Weenie laughed chucklingly.

“Tell’s some more,” she said.

“Sometimes,” said the mother, “when I was working the machine she used to play with the tools in the drawer. And she always called the screw-driver ‘mama’s coy-guiby.’”

[50]
]
Dolly laughed derisively this time to vindicate the R’s her tongue could not bring straight.

“Coy-guiby, coy-guiby,” she echoed mockingly.

The mother smiled.

“Dolly could not say pinafore,” she continued, “until she was quite a great girl. ‘Pindispy’ she used to call it—‘banty my pindispy, mama,’ meant ‘button my pinafore,’ but no one would have guessed it, would they, Phyl?”

But Phyl gave Dolly a sudden loving kiss just where the pink had sprung again on her cheek, and the intricacies of language were no longer dwelt upon.

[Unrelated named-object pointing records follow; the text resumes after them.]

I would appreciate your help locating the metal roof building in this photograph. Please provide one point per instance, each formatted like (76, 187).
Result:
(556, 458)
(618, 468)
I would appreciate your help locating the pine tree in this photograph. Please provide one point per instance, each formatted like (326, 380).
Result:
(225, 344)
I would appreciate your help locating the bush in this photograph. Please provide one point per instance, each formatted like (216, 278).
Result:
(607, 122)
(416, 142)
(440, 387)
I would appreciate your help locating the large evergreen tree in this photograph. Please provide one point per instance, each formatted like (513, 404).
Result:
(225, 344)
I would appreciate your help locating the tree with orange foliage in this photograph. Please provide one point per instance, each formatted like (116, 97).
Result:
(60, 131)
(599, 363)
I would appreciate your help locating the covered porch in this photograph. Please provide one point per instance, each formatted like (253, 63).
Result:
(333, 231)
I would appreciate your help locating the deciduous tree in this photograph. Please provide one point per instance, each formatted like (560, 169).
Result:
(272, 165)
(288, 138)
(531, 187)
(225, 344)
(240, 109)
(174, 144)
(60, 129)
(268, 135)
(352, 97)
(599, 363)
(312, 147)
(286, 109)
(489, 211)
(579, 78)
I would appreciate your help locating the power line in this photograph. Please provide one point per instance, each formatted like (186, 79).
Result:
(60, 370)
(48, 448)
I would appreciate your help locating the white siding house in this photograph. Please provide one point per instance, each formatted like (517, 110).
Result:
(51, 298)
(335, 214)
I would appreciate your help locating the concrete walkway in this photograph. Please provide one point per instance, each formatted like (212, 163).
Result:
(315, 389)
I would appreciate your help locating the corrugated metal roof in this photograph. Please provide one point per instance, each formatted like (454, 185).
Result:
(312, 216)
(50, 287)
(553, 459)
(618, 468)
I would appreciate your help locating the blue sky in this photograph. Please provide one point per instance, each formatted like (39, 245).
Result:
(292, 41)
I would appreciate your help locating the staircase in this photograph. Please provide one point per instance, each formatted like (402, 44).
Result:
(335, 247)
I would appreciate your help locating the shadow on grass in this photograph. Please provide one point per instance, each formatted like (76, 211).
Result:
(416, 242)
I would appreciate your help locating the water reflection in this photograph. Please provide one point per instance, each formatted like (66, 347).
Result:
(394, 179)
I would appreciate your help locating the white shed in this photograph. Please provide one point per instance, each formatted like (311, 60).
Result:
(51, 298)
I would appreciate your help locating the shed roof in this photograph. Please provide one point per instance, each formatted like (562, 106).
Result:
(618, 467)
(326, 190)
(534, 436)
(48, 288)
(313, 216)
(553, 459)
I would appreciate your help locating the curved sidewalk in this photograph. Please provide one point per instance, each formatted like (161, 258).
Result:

“Dear ones,” the mother said, growing suddenly grave, “in two more days I may have a very great piece of news to tell you. But I have something to tell you even now. In just one month we shall go away for ever from this house. We are very, very poor now, so poor I am almost afraid to think about it. But that you knew, didn’t you?”

They had just known without comprehending. True, they had said good-bye to the servants, and had known they were being sent away because the mother could no longer afford to pay them. And they knew Mr. Conway’s children were all gone to make ways for themselves in the world.